I saw the valley as one that I must needs help to protect if danger threatened. It was like no other place on earth, like no other home that I have lived in since I left that hollow in the hills. I felt, too, that our river is holy, though it is someone else's stream outside our valley. It fills our wells and waters our crops; we do not call it "the river," but "Arun," as we call men by their names. So, too, do we give a name to the thicket, to the spur and the saddle on the south hill, to the fold of land under the north, to the breast of earth where the mushrooms grow, and the dewpond on the little height above the church. For these things are all part of us and our life, and it would be impossible to conceive that death will rob us of them.
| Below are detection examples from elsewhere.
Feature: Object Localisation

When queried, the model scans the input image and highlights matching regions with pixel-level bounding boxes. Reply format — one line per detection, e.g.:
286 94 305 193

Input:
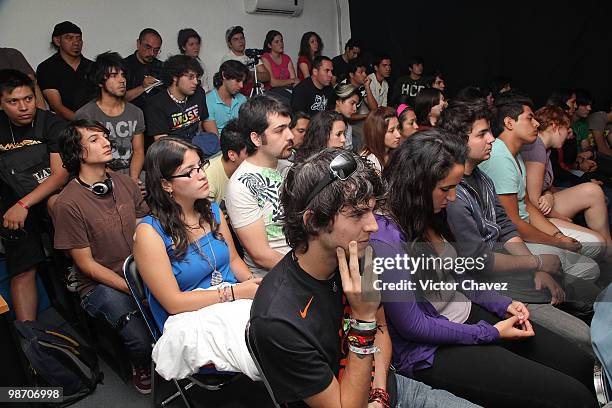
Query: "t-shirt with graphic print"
0 109 66 201
291 77 336 115
75 101 145 171
145 87 208 142
225 159 289 276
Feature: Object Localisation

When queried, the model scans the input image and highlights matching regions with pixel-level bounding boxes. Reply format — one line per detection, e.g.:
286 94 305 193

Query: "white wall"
0 0 350 89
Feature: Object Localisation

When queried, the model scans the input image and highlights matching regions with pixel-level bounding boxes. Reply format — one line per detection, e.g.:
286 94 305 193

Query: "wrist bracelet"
349 344 380 356
345 318 376 330
534 255 544 271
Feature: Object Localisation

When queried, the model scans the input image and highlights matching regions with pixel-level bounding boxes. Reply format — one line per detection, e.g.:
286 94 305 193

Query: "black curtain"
349 0 612 110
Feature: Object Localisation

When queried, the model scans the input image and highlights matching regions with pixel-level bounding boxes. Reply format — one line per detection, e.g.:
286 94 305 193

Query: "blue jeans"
395 373 479 408
81 284 152 367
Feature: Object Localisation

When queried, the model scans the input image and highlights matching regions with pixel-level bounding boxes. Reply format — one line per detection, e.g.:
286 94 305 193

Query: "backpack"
15 321 104 407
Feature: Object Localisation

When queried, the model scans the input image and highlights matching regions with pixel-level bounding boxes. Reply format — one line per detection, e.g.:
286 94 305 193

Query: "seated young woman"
521 106 612 257
370 129 597 408
295 111 346 162
395 103 419 142
359 106 401 172
134 137 261 330
414 88 446 130
334 84 361 150
261 30 300 89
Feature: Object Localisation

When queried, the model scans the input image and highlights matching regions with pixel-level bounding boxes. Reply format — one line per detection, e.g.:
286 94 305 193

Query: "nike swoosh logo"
300 296 314 319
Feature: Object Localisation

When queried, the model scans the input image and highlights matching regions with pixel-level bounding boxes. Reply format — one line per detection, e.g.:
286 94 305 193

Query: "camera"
244 48 264 59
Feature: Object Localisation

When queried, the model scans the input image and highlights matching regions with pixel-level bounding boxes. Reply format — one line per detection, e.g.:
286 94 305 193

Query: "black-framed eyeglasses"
306 152 357 206
166 160 210 180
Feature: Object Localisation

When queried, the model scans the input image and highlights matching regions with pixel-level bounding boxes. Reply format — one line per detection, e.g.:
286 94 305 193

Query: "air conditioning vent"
244 0 304 17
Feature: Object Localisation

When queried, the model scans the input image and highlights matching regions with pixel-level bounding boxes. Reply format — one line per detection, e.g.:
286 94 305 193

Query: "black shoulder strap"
34 109 47 142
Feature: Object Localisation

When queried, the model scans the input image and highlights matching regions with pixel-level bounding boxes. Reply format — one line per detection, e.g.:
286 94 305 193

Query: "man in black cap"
221 26 270 96
36 21 95 120
123 28 169 111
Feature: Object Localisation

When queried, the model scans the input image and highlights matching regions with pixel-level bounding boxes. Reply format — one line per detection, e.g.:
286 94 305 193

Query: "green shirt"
478 139 529 222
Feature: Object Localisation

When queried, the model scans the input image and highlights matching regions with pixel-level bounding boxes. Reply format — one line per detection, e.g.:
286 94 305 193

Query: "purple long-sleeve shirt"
370 215 512 376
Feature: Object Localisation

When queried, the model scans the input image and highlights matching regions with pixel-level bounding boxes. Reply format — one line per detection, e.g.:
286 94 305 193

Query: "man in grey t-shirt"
75 52 145 183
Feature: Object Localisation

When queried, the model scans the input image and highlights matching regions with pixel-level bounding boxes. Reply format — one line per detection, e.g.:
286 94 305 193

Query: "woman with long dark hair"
297 31 323 81
359 106 401 172
134 137 261 330
371 129 596 408
295 111 346 162
261 30 300 89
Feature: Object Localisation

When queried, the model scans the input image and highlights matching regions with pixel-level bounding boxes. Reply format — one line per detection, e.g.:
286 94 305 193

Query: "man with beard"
225 95 293 277
291 55 336 115
203 60 249 135
36 21 93 120
123 28 163 111
145 55 208 142
76 52 145 183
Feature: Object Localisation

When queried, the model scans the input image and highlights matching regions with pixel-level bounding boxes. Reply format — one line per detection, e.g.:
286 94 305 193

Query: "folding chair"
123 255 243 408
244 320 280 408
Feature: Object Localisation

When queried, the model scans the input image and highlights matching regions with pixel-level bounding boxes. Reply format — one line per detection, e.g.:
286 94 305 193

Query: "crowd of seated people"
0 17 612 408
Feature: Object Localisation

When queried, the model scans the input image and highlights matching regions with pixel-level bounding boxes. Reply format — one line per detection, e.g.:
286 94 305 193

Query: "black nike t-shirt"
250 252 344 407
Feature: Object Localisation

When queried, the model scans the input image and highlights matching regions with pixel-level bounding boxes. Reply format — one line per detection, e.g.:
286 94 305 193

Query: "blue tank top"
140 203 238 331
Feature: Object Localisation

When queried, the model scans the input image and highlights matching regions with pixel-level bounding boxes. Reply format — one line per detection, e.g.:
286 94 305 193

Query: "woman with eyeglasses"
295 111 346 162
134 137 261 331
359 106 401 172
370 129 596 408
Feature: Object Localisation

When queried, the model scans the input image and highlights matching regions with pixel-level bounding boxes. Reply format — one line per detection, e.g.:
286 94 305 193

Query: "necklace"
197 234 223 286
8 120 34 145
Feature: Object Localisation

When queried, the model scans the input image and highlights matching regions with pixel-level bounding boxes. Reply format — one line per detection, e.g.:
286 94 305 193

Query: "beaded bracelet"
345 318 376 330
368 388 389 408
348 334 374 347
349 344 380 356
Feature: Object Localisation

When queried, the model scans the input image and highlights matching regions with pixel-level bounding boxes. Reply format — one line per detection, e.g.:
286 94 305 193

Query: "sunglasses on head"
166 160 210 180
306 152 357 206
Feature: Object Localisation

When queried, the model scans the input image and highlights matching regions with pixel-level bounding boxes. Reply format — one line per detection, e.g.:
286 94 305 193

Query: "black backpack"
15 321 104 407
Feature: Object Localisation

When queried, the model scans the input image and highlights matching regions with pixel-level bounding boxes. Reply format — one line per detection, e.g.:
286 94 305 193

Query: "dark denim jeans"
81 284 152 367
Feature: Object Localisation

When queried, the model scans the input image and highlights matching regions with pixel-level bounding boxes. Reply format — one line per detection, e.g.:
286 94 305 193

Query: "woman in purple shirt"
371 129 596 408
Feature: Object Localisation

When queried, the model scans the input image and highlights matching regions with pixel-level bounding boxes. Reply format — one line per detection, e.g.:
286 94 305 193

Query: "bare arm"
68 247 130 294
372 306 392 391
130 133 144 183
202 120 219 135
219 210 253 282
525 161 545 207
43 89 74 120
236 218 283 270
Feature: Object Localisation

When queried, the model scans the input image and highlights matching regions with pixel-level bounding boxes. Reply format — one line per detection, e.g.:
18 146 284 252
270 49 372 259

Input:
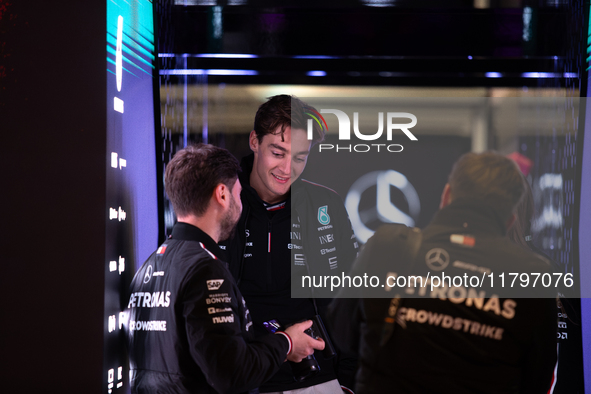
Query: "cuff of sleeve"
275 331 293 356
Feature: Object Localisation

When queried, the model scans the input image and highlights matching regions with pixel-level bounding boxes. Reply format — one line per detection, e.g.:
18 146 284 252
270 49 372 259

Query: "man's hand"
285 320 324 363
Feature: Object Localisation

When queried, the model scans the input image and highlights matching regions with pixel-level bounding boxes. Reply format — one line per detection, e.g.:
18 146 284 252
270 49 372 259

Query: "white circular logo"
345 170 421 243
144 265 152 283
425 248 449 271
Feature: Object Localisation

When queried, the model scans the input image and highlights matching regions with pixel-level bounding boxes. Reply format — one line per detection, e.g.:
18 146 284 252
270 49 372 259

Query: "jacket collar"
431 199 507 236
171 222 223 259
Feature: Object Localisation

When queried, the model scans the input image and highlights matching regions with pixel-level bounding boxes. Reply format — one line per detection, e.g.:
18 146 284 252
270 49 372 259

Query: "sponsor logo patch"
207 279 224 291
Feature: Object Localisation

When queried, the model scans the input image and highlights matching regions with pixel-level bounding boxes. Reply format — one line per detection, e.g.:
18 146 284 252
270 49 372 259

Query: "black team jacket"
220 155 357 392
329 199 557 394
125 223 289 393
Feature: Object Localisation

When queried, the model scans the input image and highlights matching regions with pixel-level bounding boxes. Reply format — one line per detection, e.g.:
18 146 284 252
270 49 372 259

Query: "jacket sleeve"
180 260 289 393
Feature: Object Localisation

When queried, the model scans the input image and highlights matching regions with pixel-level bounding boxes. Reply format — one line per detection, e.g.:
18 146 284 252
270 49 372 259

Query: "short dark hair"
164 144 240 216
449 152 524 218
254 94 326 145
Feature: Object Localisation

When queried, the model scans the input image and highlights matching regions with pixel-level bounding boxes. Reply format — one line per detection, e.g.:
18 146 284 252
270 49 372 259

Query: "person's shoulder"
169 240 227 269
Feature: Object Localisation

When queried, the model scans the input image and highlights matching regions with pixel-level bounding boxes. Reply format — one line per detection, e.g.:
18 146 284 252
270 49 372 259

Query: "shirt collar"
171 222 222 259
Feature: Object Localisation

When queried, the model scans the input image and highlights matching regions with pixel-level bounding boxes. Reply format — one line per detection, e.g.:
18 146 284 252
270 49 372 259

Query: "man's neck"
177 213 220 243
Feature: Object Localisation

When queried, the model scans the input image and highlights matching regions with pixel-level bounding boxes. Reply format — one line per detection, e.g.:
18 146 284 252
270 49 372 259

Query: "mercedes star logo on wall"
345 170 421 243
425 248 449 271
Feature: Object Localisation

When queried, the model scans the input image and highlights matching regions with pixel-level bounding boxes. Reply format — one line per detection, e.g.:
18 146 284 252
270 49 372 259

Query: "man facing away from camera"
330 152 557 394
126 144 324 393
221 95 357 393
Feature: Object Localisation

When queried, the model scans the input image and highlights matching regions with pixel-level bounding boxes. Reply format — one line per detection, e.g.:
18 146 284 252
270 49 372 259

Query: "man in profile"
330 152 557 394
126 144 324 393
226 95 357 394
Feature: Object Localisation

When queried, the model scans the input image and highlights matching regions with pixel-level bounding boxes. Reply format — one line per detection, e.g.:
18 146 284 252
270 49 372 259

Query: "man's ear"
248 130 259 154
506 213 517 230
439 183 451 209
213 183 232 207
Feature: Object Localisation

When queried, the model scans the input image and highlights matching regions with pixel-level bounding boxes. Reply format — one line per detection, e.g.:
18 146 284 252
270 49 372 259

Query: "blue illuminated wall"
103 0 158 393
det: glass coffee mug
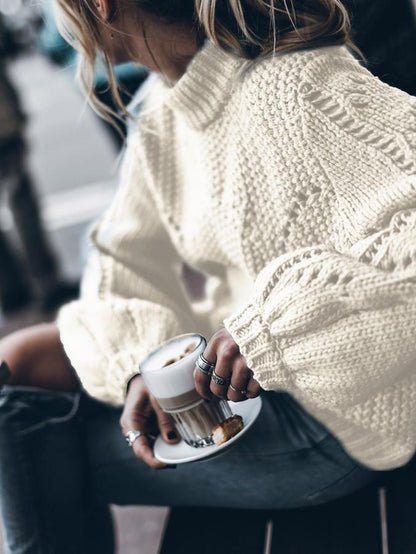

As I say, I came upon my own place just after dawn. A mist hung over the river meadows, and the hill beyond was black against the growing light. I could hear water. A bird was calling from the thicket, a dog whined, and I smelled the incense of wood smoke. I heard footsteps on the road, the dulled clatter of pails, the lowing of kine, the creak of a cart, and the voices of my own folk. A little wind came through the seaward gap and twisted the mist into fantastic shapes. It began to move: it was gone.
The throbbing note of the church bell floated across the water and on to the hill–an invitation, not a summons, for in my valley God and eternity are not mere matters of belief but of knowledge, everyday things, familiar as the things of home. We are all one people in that place, and the dust of those who are gone is about the church.
In these days there is contact between my home valley and the outside world, but this bit of earth shut in by the high hills is still a sacred place. And when I came upon it that early morning, and smelled the home-smells; and saw the familiar life, and heard things whereof none was strange or beyond my under' standing, I knew that one day I must go back and stay there and so come finally to my rest.
This place in the hills is but fifty miles from London, and I have been near to it often, but always when I have come upon a familiar road which I knew would take me there, I have turned aside, for I was not then ready to go home. Nor was I ready the other day when, on my pious pilgrimage, I went and looked upon my home valley in the dawn light. When I had stayed on the height until the sun lifted above the hill beyond the village, I turned away, and went sadly back into Surrey. And at Leatherhead I found Longshanks waiting for me in a tavern, where he poured scorn upon me for my foolishness.